Term Insurance Policies Vs other Insurance policies
Traditional Policies (Endowment insurance)
The returns from traditional policies are very less. It is better to go for a combination of term insurance and PPF instead of traditional policies.
Instead of going for an endowment plan with a sum assured Rs. 10 Lacs for a premium of Rs. 70000 for 15 years, the investor can opt for a term plan with 10 lacs sum assured for a premium of Rs.1500 and the balance Rs. 68500 can be invested in PPF.
Please remember, the bonus from insurance policies are of future value and will not have compounding benefit.
When a person dies in the earlier years of taking a policy, the beneficiary will get only the sum assured.

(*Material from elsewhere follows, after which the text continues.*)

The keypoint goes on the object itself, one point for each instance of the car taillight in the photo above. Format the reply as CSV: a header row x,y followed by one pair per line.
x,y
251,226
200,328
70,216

When you go for a combination of term insurance plan and PPF, in case of death, the beneficiary will get the sum assured from term plan and the accumulated money from PPF contributions.
So term insurance plan and PPF combination will give investors more benefit in both the situations of death and survival.
Also, the contribution to your PPF account is flexible. Based on funds availability you can increase or reduce your contributions every year.
Term plus SIP is better than ULIP
Ulips have a complex way of charging fees to investors. They charge under multiple heads like policy administration charges, premium allocation charges, mortality charges…
Mutual Funds follow a very transparent way of charging fees. They charge only exit load and fund management charges. These charges are very clearly mentioned in the SID. These charges are easy to understand even for a layman.
If you want to revamp your ULIP from one company to another company the exit and entry costs will be higher. In Mutual funds, the exit load is only 1% (and that too if you withdraw before 1 year of your investment) and there is no entry cost.
Because of these factors, it is better to invest in a combination of Term insurance and SIP instead of ULIPs.
Challenges in other plans:
- Other policies such as ULIP and endowment usually charge more premium than Term plan. Term plan has the cheapest premium as compared to other plans.
- Other plans have certain costs like commission are charged throughout the policy which will be higher as compared to term insurance.
- Term insurance is flexible that it can be canceled easily at any time if needed.
- Term plan is much easier to understand than other insurance plans such as endowment plan which combine risk cover with savings.
- Premium paid for term insurance is much less and eligible for tax benefits under Sec 80C, than endowment policy.
Choosing a term plan is a very good decision because it helps to secure the financial needs of your family after your demise. Also, it is very affordable since the premium is very less under this policy.
Private Insurance companies are equally trustworthy as Public Insurance Companies as both are regulated by IRDAI guidelines equally.
Overall, Term insurance policy ensures security, protection, and peace of mind for your family.
You can also opt this term insurance plan with a combination of PPF and SIP which may help you to get more returns on maturity.